Paillet’s advice for any firm considering a digital strategy? “Baby steps every day make a difference, and making it a leadership decision across the company is crucial.”

Moving ahead in the digital age

Fahim Khan, Product Delivery Director, Reed & Mackay

Digital has completely transformed the travel business – travel is Google’s second largest income stream. Knowing about patterns, pricing and trends has really changed how travel experts operate, with Reed & Mackay having experienced the digital transformation first-hand over its 50+ year history. Fahim Khan, Product Delivery Director at premium business travel planning business Reed & Mackay talks us through the firm’s digital evolution.

We’ve been going for a long time, and during that time it has always been all about that premium service – building a personal relationship and really taking care of clients’ travel needs.

It was in 2015 that we launched our first mobile app. We felt we needed to move ahead in the digital age and compete with new entrants. Our longstanding focus on extraordinary service needed to evolve with the times.

Yet, when we launched the app, we had very little appetite for mobile booking, because our customers told us they didn’t need it. It now forms an integral part of our offering.

It quickly became clear we needed to move faster to remain at the top of our game. In 2016 we partnered with Inflexion to help us with this. They seemed an excellent fit not only because of their sector experience – they were already working with three other travel businesses – but also because of their track record in helping businesses expand internationally as well as enhancing their digital offering.

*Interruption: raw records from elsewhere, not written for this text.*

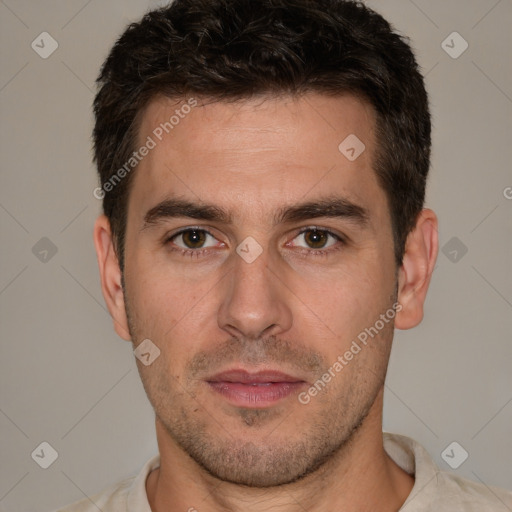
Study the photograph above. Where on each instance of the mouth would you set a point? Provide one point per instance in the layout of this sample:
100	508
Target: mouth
254	390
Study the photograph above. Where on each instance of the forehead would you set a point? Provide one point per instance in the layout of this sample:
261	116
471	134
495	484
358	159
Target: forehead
255	153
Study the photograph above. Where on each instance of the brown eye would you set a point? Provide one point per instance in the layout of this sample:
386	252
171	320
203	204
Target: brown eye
194	238
316	239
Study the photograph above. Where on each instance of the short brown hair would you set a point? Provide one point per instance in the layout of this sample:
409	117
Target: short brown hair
234	49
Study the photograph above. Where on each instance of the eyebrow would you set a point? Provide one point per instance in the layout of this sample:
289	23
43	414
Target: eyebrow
334	207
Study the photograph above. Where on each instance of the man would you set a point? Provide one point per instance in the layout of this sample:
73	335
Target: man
263	167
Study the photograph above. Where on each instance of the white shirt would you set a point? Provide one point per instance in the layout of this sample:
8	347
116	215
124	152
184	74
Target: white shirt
434	490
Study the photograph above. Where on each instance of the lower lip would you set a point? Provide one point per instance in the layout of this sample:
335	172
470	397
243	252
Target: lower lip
256	396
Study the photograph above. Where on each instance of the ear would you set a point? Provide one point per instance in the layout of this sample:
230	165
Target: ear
416	270
110	274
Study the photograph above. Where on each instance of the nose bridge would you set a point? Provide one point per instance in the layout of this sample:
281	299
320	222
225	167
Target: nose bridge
254	302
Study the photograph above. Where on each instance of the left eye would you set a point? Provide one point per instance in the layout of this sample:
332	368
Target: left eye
194	239
315	239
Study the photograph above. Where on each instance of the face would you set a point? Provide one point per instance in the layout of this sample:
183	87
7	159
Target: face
257	254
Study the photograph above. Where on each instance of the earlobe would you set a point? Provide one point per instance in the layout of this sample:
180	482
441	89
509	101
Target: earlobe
110	275
416	270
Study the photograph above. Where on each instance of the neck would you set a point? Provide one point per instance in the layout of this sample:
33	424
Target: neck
359	477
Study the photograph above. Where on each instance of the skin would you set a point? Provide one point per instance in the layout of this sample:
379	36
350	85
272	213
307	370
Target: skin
293	309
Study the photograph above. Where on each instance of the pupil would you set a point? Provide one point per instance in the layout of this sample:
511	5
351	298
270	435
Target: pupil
194	238
316	239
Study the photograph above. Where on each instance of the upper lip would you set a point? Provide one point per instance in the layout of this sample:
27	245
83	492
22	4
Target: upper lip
245	377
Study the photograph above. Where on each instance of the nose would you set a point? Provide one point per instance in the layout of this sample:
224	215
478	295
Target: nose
255	301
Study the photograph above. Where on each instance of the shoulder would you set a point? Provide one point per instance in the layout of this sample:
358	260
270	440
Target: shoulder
126	496
457	493
441	491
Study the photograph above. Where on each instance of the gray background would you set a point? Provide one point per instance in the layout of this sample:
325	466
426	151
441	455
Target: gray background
67	379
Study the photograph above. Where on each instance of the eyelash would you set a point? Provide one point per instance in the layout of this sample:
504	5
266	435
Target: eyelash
199	252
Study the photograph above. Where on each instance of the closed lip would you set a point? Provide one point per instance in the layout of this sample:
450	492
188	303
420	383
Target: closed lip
261	377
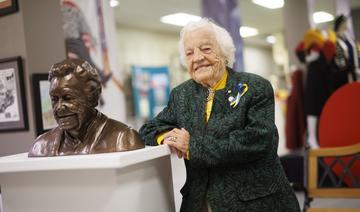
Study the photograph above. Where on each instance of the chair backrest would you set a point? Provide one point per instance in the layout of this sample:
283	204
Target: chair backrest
333	171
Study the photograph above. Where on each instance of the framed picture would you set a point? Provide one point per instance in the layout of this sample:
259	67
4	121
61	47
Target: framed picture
8	6
13	111
42	102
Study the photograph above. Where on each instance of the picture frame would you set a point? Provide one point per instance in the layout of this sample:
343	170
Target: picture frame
44	117
8	7
13	110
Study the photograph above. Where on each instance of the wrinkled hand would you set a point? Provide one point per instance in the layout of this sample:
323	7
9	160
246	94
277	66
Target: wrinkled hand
178	141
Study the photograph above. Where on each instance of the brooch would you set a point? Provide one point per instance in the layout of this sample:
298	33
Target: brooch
242	88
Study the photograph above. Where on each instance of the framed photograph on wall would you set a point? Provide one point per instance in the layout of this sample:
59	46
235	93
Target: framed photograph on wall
42	102
8	6
13	111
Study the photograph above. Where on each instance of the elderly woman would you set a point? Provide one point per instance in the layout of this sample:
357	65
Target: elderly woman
222	123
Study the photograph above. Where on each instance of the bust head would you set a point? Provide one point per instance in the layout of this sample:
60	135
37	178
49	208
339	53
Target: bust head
74	90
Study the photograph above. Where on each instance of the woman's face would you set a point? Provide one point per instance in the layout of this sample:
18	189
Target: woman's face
204	60
69	102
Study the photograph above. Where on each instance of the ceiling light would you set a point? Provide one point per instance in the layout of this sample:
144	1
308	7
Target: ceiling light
114	3
179	19
271	39
321	17
248	31
271	4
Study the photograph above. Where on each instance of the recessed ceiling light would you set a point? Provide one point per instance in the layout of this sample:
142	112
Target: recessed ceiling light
248	31
271	4
114	3
271	39
179	19
322	17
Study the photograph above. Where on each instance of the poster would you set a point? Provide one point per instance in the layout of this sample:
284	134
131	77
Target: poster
89	31
9	110
151	90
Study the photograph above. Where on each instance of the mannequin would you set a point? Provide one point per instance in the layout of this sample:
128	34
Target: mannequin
319	46
346	57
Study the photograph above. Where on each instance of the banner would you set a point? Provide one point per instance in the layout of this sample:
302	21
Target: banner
90	34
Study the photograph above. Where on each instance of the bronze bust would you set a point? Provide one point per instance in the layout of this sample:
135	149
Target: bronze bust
75	89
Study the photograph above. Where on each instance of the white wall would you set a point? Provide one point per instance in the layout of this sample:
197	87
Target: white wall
151	48
259	60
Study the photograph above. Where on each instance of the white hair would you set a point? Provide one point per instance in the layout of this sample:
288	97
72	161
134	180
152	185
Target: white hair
222	37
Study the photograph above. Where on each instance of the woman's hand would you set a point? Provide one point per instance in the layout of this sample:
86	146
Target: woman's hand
178	140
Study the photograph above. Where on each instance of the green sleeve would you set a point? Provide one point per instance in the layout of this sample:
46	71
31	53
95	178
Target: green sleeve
253	142
165	120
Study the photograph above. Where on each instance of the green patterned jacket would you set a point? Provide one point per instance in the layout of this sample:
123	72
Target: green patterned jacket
233	157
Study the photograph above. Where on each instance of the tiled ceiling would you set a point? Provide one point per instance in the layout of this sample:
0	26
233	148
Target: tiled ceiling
146	14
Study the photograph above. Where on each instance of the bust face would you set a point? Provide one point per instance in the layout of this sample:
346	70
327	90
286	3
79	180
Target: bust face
70	103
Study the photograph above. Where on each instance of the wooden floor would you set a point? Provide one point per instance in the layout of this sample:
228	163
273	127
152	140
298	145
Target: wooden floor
353	204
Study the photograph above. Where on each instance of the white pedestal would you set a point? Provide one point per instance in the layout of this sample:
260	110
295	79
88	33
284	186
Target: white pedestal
134	181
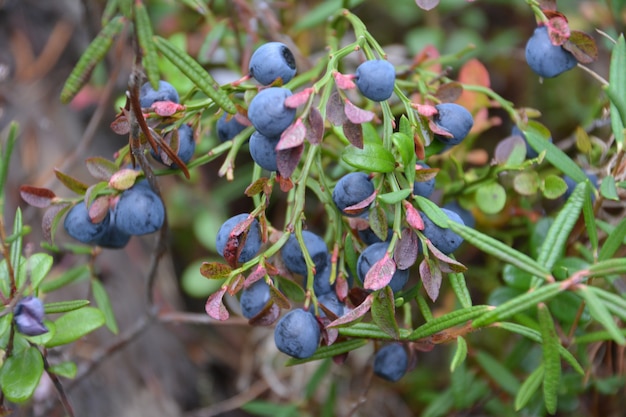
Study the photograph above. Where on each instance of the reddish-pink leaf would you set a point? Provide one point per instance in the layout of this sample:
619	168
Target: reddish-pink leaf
343	81
36	196
215	270
413	217
315	127
354	133
292	137
407	249
298	99
431	278
287	160
355	313
380	274
359	207
357	115
214	306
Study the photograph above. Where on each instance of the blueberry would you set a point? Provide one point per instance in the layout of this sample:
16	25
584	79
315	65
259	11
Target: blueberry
466	215
351	189
254	299
139	211
297	334
544	58
272	61
148	95
391	361
186	145
28	316
228	127
78	225
253	239
294	258
424	188
454	119
374	253
443	239
263	150
375	79
267	111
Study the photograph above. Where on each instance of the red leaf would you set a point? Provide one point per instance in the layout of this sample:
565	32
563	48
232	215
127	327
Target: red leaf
357	115
299	98
36	196
292	137
355	313
380	274
343	81
214	306
431	278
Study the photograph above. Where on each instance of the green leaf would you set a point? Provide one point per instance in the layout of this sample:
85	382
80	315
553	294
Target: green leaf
613	242
551	358
95	52
490	198
460	353
537	136
529	388
519	304
20	374
103	302
499	250
384	312
372	158
76	324
600	313
194	71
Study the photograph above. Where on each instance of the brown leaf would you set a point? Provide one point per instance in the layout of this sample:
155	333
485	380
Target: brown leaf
36	196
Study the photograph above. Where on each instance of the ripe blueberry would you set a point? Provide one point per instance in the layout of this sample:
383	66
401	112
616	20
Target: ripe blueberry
390	362
254	299
253	239
78	225
263	150
228	127
443	239
166	92
267	111
272	61
351	189
297	334
544	58
294	258
454	119
139	211
375	79
374	253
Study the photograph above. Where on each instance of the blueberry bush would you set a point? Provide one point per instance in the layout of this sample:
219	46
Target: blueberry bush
394	214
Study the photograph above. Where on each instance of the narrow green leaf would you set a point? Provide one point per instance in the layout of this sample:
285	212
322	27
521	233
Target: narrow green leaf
103	302
95	52
20	374
144	35
600	313
551	358
76	324
519	304
384	312
498	372
460	353
499	250
529	388
537	135
447	321
613	242
194	71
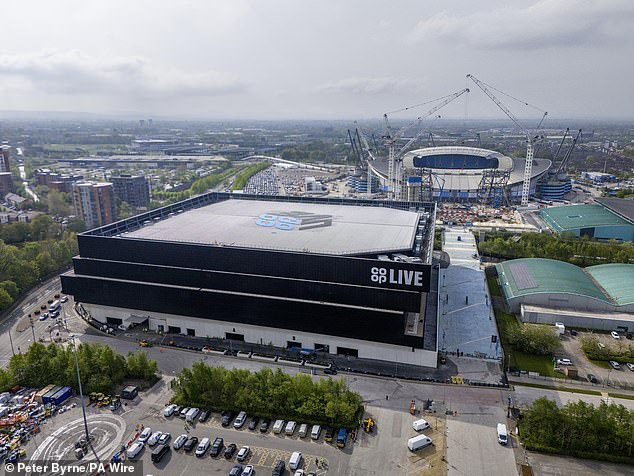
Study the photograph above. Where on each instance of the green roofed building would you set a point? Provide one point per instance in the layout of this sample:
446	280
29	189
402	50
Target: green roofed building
609	219
548	291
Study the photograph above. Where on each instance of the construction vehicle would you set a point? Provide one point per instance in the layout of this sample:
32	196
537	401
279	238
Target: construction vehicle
115	403
369	424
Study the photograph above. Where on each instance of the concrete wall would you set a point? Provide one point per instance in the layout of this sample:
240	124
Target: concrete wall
550	316
262	335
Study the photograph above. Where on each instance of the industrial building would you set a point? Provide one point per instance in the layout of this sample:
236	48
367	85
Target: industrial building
608	219
348	277
549	291
461	174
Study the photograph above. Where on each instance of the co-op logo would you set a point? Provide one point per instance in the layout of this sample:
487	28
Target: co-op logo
396	276
293	220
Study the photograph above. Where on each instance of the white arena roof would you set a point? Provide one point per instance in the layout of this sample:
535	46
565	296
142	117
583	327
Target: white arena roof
288	226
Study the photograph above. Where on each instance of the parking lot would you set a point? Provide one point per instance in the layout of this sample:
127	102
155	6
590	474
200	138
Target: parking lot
571	349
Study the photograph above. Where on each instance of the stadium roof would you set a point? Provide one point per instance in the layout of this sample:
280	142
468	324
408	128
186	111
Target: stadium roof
621	206
616	279
572	217
289	226
521	277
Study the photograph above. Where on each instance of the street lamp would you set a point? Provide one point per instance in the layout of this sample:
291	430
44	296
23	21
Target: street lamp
81	396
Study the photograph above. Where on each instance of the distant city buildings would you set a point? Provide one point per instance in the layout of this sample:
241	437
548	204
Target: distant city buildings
133	189
4	159
94	203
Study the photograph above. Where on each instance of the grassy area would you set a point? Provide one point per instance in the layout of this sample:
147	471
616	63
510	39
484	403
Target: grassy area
507	323
494	287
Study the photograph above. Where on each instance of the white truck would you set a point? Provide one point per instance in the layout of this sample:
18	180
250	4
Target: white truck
502	434
419	442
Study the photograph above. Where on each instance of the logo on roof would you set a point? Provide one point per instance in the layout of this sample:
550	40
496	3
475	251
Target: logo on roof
288	221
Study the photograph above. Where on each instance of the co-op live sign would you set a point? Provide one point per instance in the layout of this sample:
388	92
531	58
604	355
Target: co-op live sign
405	277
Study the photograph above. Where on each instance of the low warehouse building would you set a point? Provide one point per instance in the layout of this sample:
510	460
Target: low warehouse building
548	291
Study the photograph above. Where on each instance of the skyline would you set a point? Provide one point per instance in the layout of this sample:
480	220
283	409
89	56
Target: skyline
317	60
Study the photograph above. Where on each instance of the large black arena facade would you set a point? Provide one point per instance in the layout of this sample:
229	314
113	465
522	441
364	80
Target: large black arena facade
350	276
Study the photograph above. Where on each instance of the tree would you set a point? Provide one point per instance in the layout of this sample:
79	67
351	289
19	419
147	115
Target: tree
536	339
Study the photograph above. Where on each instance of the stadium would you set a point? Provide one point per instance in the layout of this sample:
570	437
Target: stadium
347	277
459	173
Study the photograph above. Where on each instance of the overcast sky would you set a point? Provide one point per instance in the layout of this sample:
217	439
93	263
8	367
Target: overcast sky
316	59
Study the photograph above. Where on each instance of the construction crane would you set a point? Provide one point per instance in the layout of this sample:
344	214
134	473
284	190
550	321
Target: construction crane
564	161
394	156
530	140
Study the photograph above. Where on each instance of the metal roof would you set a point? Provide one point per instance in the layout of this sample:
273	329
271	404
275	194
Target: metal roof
621	206
521	277
572	217
616	279
289	226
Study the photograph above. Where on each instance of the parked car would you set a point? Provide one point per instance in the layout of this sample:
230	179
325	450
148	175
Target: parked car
253	423
152	440
564	362
230	450
227	416
180	441
236	470
134	450
190	443
279	468
217	447
145	434
243	454
202	448
204	416
165	437
240	419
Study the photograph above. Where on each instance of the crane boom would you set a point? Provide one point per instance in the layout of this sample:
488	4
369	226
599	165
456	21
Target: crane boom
530	141
394	181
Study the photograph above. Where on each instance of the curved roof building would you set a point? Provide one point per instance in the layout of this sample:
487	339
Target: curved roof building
459	170
555	284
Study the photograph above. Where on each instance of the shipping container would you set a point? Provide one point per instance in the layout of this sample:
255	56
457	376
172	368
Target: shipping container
61	396
46	398
41	393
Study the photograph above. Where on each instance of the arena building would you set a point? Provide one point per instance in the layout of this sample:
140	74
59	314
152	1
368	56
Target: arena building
351	277
549	291
461	174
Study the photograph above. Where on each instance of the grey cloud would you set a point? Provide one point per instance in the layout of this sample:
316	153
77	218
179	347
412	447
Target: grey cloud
74	72
365	86
543	24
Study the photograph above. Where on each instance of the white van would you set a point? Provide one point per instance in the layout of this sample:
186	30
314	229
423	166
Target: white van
278	426
192	414
420	425
203	446
290	428
418	442
296	461
503	438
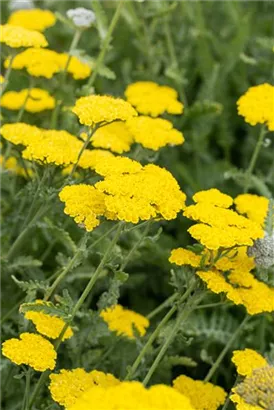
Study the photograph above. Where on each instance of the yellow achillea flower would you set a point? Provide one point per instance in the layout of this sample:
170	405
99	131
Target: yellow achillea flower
152	99
241	287
124	321
182	256
16	37
148	193
11	164
256	105
247	360
69	385
37	100
55	146
34	19
84	203
213	197
20	133
202	395
47	325
154	133
132	396
114	136
97	109
46	63
32	350
253	206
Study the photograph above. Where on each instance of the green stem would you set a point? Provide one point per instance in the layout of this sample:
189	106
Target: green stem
6	77
249	171
186	311
233	337
156	332
135	247
27	390
163	305
23	235
78	305
105	44
22	109
67	268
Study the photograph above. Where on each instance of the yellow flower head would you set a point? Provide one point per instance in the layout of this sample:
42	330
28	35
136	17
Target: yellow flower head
247	360
20	133
50	326
152	99
46	63
132	396
84	203
154	133
115	137
220	227
97	109
56	146
69	385
241	288
141	195
203	396
253	206
37	100
34	19
124	321
32	350
16	37
256	105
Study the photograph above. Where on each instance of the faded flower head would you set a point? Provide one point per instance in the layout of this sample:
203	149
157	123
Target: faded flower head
81	17
20	5
263	251
258	389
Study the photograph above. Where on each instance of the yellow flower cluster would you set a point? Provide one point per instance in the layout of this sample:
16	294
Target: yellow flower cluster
241	287
152	99
97	109
34	19
203	396
142	194
247	362
84	203
114	136
52	146
154	133
256	105
220	227
35	100
253	206
124	321
32	350
46	63
69	385
16	37
47	325
129	192
11	164
132	396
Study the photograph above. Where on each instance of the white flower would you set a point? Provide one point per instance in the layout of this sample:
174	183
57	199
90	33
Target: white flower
21	5
81	17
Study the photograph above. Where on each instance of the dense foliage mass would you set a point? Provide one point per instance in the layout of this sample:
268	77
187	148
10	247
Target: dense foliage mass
137	180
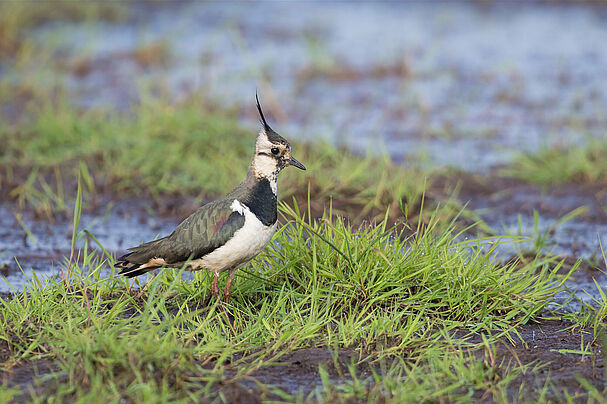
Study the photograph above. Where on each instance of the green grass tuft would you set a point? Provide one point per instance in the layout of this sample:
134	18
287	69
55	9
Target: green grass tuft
397	300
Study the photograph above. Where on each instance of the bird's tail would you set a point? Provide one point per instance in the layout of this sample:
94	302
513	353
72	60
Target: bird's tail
140	260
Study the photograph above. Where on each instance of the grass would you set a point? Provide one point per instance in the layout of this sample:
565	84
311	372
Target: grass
18	16
397	301
574	164
191	149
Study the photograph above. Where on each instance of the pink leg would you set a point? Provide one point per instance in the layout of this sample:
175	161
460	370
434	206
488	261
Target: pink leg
226	292
214	288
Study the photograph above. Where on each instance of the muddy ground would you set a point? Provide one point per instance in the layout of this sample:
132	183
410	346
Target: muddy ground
448	85
542	344
127	223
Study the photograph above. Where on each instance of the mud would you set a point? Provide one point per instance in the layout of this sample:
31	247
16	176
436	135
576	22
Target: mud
548	347
438	84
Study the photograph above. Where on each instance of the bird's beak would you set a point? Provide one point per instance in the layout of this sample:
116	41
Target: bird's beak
296	163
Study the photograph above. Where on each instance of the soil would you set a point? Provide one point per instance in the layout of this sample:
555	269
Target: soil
545	343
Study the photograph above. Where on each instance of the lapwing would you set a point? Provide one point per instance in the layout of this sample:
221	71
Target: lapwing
227	233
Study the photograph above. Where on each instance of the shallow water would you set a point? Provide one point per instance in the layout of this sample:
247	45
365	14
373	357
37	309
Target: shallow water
457	85
451	84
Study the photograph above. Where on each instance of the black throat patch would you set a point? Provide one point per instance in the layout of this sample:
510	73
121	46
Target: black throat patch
262	202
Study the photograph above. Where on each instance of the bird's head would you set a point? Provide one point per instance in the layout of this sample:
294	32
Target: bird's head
272	151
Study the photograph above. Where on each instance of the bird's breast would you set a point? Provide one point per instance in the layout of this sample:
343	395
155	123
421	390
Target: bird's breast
245	244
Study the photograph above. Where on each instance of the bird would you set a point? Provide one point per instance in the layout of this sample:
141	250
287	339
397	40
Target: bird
227	233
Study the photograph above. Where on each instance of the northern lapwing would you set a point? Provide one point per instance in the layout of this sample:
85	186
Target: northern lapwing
227	233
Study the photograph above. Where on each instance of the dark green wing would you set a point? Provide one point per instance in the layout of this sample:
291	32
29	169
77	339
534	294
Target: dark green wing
210	227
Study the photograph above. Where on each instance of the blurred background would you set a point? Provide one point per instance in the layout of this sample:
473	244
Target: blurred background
460	84
501	105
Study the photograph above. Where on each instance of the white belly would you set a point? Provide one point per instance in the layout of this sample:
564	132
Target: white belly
247	242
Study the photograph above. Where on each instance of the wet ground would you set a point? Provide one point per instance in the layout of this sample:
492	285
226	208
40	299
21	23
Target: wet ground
456	85
547	347
460	85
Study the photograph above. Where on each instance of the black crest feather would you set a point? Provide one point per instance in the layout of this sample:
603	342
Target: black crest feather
263	119
272	136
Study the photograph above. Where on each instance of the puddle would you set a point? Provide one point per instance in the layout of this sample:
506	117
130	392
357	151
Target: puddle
452	84
49	245
449	84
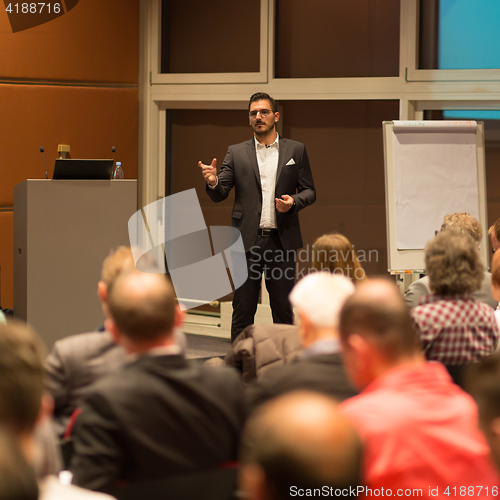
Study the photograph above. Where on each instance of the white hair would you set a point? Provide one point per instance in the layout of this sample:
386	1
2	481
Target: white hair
320	296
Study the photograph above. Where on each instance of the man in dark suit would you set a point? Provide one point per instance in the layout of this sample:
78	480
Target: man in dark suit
273	182
318	299
159	415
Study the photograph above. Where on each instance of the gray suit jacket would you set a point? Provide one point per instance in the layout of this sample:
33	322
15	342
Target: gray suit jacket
420	288
293	177
74	365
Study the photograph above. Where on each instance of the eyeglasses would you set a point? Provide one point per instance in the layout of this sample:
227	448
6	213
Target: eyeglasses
263	112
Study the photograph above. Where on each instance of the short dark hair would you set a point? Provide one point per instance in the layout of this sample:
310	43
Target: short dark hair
453	264
262	96
386	322
144	317
17	478
21	376
482	381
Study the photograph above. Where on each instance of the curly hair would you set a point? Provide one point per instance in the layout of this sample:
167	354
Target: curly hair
334	253
463	222
453	264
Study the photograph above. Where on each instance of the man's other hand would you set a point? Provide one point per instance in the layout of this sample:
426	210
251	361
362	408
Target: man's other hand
209	172
284	204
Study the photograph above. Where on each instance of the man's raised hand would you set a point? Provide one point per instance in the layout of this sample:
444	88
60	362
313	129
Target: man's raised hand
209	172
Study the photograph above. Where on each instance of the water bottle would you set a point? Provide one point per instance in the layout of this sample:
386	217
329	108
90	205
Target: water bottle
118	171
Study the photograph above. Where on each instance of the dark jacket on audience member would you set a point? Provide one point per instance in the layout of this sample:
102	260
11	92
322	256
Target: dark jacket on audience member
322	373
158	416
74	364
259	348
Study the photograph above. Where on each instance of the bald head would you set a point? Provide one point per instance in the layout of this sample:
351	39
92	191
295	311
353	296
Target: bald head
142	306
377	311
320	296
300	440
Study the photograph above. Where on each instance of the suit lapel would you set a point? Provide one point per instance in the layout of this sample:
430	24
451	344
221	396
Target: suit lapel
252	155
281	157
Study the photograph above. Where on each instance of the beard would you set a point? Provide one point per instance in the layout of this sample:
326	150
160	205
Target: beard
262	128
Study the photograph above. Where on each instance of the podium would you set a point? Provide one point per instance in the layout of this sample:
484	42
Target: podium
63	230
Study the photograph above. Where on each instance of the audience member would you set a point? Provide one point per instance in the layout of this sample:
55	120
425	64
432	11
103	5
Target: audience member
158	415
260	348
17	477
334	253
317	300
483	382
78	361
462	223
23	408
298	445
454	328
495	284
494	234
419	429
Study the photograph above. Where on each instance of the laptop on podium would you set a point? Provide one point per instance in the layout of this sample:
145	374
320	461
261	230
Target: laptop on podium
68	169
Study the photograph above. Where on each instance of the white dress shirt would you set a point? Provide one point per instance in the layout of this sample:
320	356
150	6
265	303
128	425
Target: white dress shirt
267	159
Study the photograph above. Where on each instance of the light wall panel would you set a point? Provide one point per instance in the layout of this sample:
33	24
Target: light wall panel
6	263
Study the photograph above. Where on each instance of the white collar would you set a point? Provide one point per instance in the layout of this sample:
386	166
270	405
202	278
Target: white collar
275	144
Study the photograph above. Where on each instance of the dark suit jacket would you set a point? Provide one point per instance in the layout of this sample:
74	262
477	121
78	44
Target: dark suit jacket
156	417
321	373
74	364
241	170
421	287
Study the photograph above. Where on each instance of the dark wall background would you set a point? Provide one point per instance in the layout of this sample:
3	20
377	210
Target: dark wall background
70	81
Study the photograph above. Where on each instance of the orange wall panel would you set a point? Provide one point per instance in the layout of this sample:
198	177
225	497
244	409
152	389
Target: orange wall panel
90	120
96	41
6	259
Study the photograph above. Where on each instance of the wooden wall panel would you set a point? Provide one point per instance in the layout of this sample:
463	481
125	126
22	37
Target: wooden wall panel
220	36
96	41
6	259
326	39
202	135
90	120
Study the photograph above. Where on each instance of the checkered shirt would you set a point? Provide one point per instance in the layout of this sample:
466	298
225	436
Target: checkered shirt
455	330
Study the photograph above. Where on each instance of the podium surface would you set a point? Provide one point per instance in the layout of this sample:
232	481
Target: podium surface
63	230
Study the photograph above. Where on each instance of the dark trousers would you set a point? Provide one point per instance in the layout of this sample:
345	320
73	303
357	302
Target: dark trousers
267	257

Things moved quickly after the partnership: less than six months after signing the deal, our development team participated in a ‘five-day sprint’ focussing on accelerating our mobile proposition. It was crucial to get everyone involved rather than make it the domain of a single person or team, as it meant the buy-in and genuine understanding was widespread.

Knowing the challenges that come with outsourcing development, we had wanted to do the work inhouse. But Charlie at Inflexion really pushed us to proceed with a third-party specialist. Owing to our previous experience, we opted for collaboration with them rather than purely letting them run with it. Looking back, we’d probably not have our end result without their help.

Fast forward and by 2017 we were focusing on value-add services rather than just mobile support for travellers. This helped us to show the end-users what value we were truly adding. It also helped to improve engagement with our customers.

The new app provides important information to travellers, such as alerts and trip safety briefings. This is increasingly important for risk-management. It also enabled us to provide intelligence to travel managers and finance teams in our client organisations, such as how much they were spending and with whom – and thus how they could save money.

Since launching our latest app, we’ve doubled users in a three-month period, which is absolutely fantastic. In the US mobile has proven more popular than desktop, with 75% of self-made bookings coming in through the app. If we could do it again, perhaps we’d have taken more time at the start to consider what we really needed. Doing it ‘too fast’ meant we ultimately lost some time and momentum.

From just two UK offices, we have expanded quickly under Inflexion’s stewardship: we are now in two US locations, Paris, Frankfurt, Sydney, Singapore and the UAE.

Our users’ needs changed in a short space of time, and we had to ensure whatever we built could adapt with these changes. We’ve always been a high-touch company. But with an enhanced digital offering, we are able to engage with our client in a more effective way.